After lunch they sat out on the porch, drinking coffee. The sky was turning amber in the dusk, warblers singing in the branches above them. A Van Morrison album was playing in the lounge, Iwata’s mother’s favourite song – ‘Beside You’. Van Morrison was one of the few things they agreed on absolutely. Nozomi was wearing sunglasses and reading the Torrance Tribune. She would read every word of it, even the sports and adverts, as though one day someone were going to come and test her on her American knowledge. It was also her usual prop for conversing with her son.

Iwata sipped his coffee and waved hello to a passing couple he didn’t recognize. ‘Who are they?’ he asked when they had passed.

‘I don’t know, but they argue.’ Nozomi peered at him over the top of the paper. ‘Then again, at least they have somebody to argue with.’

‘Not this again. You’re wasting your breath.’

‘Why, have you already met someone? Is she Japanese?’

‘I don’t understand why you’re so obsessed with Japanese women.’

‘Where you’re from is important.’

‘Yet you haven’t been back there in years.’

‘My reasons are my own. Now listen, does she know what you do for a living? This matters. Women prefer dumplings over flowers.’

‘What does that even mean? You always talk at me in aphorisms.’

‘What?’

‘Aphorisms. They’re like a –’

‘Kosuke, you know I don’t feel this way but men in your profession are seen as losers.’

‘By who?’

People. People around here whisper about you. They call you a debagame.’

‘Well, believe it or not, I’m not too concerned with supermarket gossip. I’m a professional investigator.
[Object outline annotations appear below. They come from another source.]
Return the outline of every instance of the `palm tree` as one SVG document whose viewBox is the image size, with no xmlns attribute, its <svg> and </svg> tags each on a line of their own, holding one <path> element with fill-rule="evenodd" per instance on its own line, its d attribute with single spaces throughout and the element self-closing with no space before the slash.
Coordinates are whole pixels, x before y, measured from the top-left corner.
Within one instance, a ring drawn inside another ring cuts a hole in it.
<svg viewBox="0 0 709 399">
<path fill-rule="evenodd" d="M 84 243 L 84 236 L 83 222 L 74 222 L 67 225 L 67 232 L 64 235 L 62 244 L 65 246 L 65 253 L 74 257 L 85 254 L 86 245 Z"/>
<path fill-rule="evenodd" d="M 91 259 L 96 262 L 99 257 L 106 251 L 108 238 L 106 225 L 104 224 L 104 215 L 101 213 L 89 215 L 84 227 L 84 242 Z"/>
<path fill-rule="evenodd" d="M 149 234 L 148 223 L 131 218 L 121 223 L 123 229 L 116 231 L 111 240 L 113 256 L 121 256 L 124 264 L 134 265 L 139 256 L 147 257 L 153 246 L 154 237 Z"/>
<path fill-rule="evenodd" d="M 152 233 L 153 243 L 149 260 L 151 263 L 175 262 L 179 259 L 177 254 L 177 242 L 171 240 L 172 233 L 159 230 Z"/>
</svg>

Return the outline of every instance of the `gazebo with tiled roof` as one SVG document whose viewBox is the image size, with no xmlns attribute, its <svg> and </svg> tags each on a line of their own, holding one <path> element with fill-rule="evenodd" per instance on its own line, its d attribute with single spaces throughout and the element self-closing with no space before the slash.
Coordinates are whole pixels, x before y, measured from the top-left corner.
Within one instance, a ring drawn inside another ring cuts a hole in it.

If they want to call me a peeping Tom, it’s no skin off my nose.’

‘I’m just saying.’ Nozomi dropped her paper and spoke into her coffee. ‘You’re forty. You follow married women around all day and take photographs. A nice girlfriend won’t like that.’

Iwata laughed. ‘Maybe I’m not looking for a nice woman. Or any woman at all. But that’s not the point. The point is, if the biddies at Mitsuwa disapprove of what I do, too bad. But if it’s you that disapproves of what I do, just say it out loud.’

Nozomi put down her cup and took off her sunglasses. Sometimes months would go by without Iwata seeing her eyes and every so often her elderly appearance would startle him.

‘Kosuke, listen. It’s your life. I never pressured you to make me proud. I just don’t want you to be alone –’

‘I don’t think either one of us has ever been very proud of the other, Mom.’

She looked up at the sky and put her sunglasses back on. ‘Maybe not.’

‘Look, I know you don’t like what I do with my life. It doesn’t reflect well on you, pillar of the community that you are. But understand this: I’m not marrying again. I did it once. And look how that turned out.’

Nozomi exhaled slowly. ‘You hardly come to see me and every time you do you argue with me. I’m not disappointed in you. I never will be. I just want you to be happy.’

‘Okay.’

‘Kosuke, one day I want to talk to you. Explain. I think we could –’

‘Not today, Mom.’

She nodded once and they sat in silence until it was dark. Then Iwata checked his watch and kissed his mother on the top of her head. From that angle, he could see the tears in her eyes. Pain and guilt tumbled through his gut. He wanted to say something but he just didn’t know where to find those words.

‘Take some of the food with you.’

‘No, you have it tomorrow.’

‘I always tell you to buy less.’

‘Next time I will.’

‘Gold coins to a cat, son. That’s what my words are to you.’